I had an interesting discussion with someone today about the appalling white supremacist rally in Charlottesville, Virginia. We talked about a number of different aspects of it, but one element remained debatable, and I’m curious to hear your thoughts. It’s about counter-protests.

At first, the idea was expressed that simply ignoring a rabble of angry, bigoted, white dudes will prevent them from getting what they want. They want a fight. They want a platform. So don’t give it to them.

Of course, that’s not what happened. There was a counter-protest to the rally, and the clash of the two groups was violent.

But then an opposing idea came up in the conversation: Don’t we have a responsibility to show each other that bigotry doesn’t belong in 2017 America. Even just on a micro-level, isn’t it good that the people of Charlottesville decided to say, “This isn’t what we believe in”?

I’m torn between the two options (to counter-rally or not to counter-rally). I don’t want to condone anything that would give white supremacists the coverage they seek, yet I also understand that remaining silent sends the wrong message too.

What do you think is the best way to handle a situation like this? I’m specifically talking about showing up at an appalling rally to counter-protest face-to-face (this isn’t a debate about whether or not we should speak out in opposition to bigotry–by nature, bigotry is wrong and should be condemned).

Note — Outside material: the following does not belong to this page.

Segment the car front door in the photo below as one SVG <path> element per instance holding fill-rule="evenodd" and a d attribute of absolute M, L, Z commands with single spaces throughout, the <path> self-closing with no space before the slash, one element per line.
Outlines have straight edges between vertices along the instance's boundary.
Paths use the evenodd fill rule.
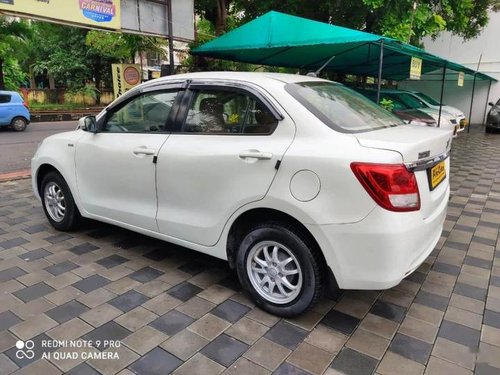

[UPDATE] If you are in favor of in-person counter-protesting, have you ever done it? Would you? In the initial response to this post on social media, a few people replied with hard-line answers saying that there’s really no question at all, that the only answer is that we must counter-protest and that silence is acceptance. So if that’s your point of view, I think it’s fair to ask you if you’ve shown up at a rally like this to counter-protest. If not, what does that say about you?